Opinioni & Commenti

Segni religiosi e procreazione assistita, quando in troppi confondono laicità con laicismo

di Giuseppe SavagnoneC’è un elemento comune tra la decisione del Parlamento francese di vietare l’esibizione pubblica di segni religiosi evidenti e le reazioni aspramente negative di una parte consistente della classe politica e della stampa italiane all’approvazione finale della legge sulla procreazione assistita, appoggiata dai cattolici. Questo elemento è il richiamo deciso, in certi casi perfino accorato, alla laicità dello Stato. Non è la prima volta, del resto, che il tema della laicità viene utilizzato, nel dibattito politico, per escludere ogni riferimento alla prospettiva religiosa. Per quanto riguarda la Francia, non va dimenticato che proprio il governo di questo Paese ha posto il suo veto a qualunque accenno, nella bozza della Costituzione europea, alle radici cristiane dell’Europa. Quanto all’Italia, la grande stampa, specialmente quando sono in gioco questioni etiche, come nel caso della legge sopra menzionata, non perde occasione per ribadire che la piena libertà dei credenti di aderire ai dettami della loro fede non deve comportare, da parte loro, la pretesa di imporre questi dettami a chi credente non è, e che lo Stato deve decidere le suddette questioni in totale indipendenza da ogni criterio religioso.

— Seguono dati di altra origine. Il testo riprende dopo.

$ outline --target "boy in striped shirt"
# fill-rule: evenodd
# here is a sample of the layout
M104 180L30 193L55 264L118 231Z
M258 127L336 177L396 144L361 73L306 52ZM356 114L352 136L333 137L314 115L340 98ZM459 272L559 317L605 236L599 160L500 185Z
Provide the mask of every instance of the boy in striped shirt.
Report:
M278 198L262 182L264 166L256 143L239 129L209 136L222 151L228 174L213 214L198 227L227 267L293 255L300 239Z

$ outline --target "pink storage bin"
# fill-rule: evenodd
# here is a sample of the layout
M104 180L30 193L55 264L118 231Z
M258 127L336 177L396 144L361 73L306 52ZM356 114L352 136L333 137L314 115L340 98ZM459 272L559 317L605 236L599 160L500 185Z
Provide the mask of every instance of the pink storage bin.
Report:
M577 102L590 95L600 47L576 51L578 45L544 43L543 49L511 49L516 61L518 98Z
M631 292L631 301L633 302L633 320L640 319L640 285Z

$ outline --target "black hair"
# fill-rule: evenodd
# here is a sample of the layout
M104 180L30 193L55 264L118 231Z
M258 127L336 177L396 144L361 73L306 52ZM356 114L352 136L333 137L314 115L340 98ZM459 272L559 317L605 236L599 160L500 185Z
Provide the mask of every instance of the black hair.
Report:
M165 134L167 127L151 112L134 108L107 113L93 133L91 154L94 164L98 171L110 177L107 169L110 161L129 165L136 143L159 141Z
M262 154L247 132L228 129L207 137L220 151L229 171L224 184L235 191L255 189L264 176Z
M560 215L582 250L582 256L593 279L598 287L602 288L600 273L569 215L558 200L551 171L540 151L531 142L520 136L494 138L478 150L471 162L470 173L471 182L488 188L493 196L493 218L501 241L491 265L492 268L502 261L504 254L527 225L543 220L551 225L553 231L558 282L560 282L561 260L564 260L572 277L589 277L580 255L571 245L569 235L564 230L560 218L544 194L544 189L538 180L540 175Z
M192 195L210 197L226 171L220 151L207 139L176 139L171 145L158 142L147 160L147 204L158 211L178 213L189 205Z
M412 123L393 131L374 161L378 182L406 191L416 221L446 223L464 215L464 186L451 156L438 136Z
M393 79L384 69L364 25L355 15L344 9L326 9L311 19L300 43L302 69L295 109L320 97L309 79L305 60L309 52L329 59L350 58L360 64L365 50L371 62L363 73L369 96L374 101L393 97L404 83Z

È come se il principio della laicità implicasse, agli occhi dei suoi sostenitori, una totale esclusione della sfera religiosa dalla vita pubblica. L’esigenza è quella di evitare, in una società che ormai è decisamente pluralista, ogni forma di prevaricazione da parte dei seguaci di una fede nei confronti di quanti aderiscono alle altre o di coloro che non ne professano nessuna. Perciò si rivendica la libertà dello Stato da ogni condizionamento e si rivendica la sua neutralità.

Solo che questa libertà viene concepita in termini negativi, come esclusione delle diversità, piuttosto che, in positivo, come accoglienza e rispetto nei loro confronti. In questo modo, però, si opera una separazione tra lo Stato, ridotto a contenitore vuoto e necessariamente separato dalla vita reale della gente, e la società, dove le differenze ci sono e chiedono di essere riconosciute anche a livello pubblico. In realtà , lo Stato non può simulare artificiosamente una monolitica compattezza, che lo estranea dalla ricchezza delle variegate espressioni culturali e religiose operanti nella società civile, ma ha precisamente il compito di dare spazio a queste diversità, regolamentando le modalità del loro reciproco confronto.

Ma alla base di questo fraintendimento della laicità dello Stato sta un pregiudizio più radicale: sta, cioè, l’idea che la fede, in quanto tale, sia in antitesi con la ragione e debba dunque essere esclusa dalla sfera pubblica – che sulla ragione si fonda – come fatto meramente privato. Un’idea che contrasta con la visione, per esempio, della Chiesa cattolica, la cui tradizione è tutta ispirata dalla convinzione che fede e ragione non solo non siano in contrasto, ma anzi risultino indispensabili l’una all’altra per il loro corretto esercizio. Perciò la posizione dei credenti si esprime, nell’ambito pubblico, attraverso argomentazioni di carattere razionale – antropologiche, etiche o politiche – , condivisibili (e talora condivise) anche da non credenti, come dimostra la presa di posizione di tanti, tra cui anche Norberto Bobbio, di fronte al problema dell’aborto.

Si ha, certamente, il diritto non essere d’accordo con queste argomentazioni, ma non si può scartarle a priori come espressione di una fede puramente soggettiva. Altrimenti si dà luogo non alla laicità, ma ad un laicismo intollerante, che finisce per avere tutte le connotazioni di un vero e proprio fondamentalismo.